L’Ukraine a reçu le plan de paix américain et se dit prête à travailler en ce sens, mais, a souligné la déléguée, ses « lignes rouges » sont claires et n’ont pas changé. Elle s’oppose ainsi à toute reconnaissance formelle des territoires ukrainiens occupés par la Russie. Et revendique son droit souverain de choisir ses alliances. « Notre territoire n’est pas à vendre. » De même, l’Ukraine ne permettra pas une limitation de ses forces armées. La poursuite de l’appui à l’Ukraine est la seule façon de contraindre la Russie à négocier.

L’Ukraine a aussi réitéré sa demande d’une résolution du Conseil en faveur d’un cessez-le-feu immédiat et inconditionnel afin d’entamer des pourparlers. En cette Journée mondiale de l’enfance, le pays a rappelé que des centaines de ses enfants ont été tués, des milliers blessés et de nombreux autres enlevés. Un projet de résolution sur le retour des enfants ukrainiens est en préparation par la délégation.
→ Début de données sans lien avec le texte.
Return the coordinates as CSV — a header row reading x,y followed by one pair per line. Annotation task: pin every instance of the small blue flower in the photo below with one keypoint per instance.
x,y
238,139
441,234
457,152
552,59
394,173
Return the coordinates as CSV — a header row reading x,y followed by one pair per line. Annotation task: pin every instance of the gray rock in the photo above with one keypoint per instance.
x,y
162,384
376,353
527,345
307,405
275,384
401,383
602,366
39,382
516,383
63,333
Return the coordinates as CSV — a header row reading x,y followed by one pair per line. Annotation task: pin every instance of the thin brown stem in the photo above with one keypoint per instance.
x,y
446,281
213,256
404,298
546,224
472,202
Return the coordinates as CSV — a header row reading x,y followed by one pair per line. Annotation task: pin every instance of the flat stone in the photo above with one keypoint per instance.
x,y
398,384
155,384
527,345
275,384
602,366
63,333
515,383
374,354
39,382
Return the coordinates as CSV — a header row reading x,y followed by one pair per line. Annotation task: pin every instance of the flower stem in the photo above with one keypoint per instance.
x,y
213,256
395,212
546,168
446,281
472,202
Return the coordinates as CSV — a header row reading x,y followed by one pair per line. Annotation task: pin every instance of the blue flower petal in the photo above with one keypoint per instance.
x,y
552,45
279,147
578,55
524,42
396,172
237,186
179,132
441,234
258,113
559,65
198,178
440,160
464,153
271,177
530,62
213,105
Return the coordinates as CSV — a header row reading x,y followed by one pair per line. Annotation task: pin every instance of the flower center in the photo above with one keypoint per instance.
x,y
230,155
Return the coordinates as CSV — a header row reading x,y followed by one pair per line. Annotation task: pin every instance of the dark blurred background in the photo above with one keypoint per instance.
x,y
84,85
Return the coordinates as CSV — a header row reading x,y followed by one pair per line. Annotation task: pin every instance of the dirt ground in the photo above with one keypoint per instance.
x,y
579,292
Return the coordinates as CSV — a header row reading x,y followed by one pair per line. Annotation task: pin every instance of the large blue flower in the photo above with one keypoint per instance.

Selon le Danemark, il est important de parvenir à une paix qui ne récompense pas l’agresseur, laissant les autres pays se demander constamment s’ils seront les prochains. Allant dans le même sens, le représentant de la Roumanie a estimé qu’« on ne peut récompenser un agresseur qui, au fil de l’histoire, a récidivé ». La délégation a condamné la récurrence de violations de l’espace aérien roumain par des drones russes, précisant que la dernière incursion de ce type date d’hier.

Par la voix de la Suède, les pays nordiques ont dit qu’ils ne reconnaissaient « ni les sphères d’influence, ni les acquisitions territoriales par la force ». La Russie doit cesser immédiatement son agression, se conformer au droit international humanitaire et accepter que l’Ukraine ait « le droit souverain de choisir son propre avenir », a-t-elle martelé. Il est clair qu’aucune décision de paix concernant l’Ukraine ne peut être prise sans la participation de l’Ukraine, a appuyé la Grèce.

La Pologne a de son côté indiqué que les 15 et 16 novembre, deux actes de sabotage visant ses infrastructures ferroviaires ont été perpétrés par « deux saboteurs ukrainiens travaillant pour le compte des services de sécurité russes ». La reconstruction de l’Ukraine restera notre priorité absolue, a dit le délégué, rappelant que la Pologne accueillera la Conférence sur le relèvement de l’Ukraine en 2026, laquelle vise à mobiliser le soutien de tous les partenaires internationaux afin d’accélérer le redressement et la modernisation du pays.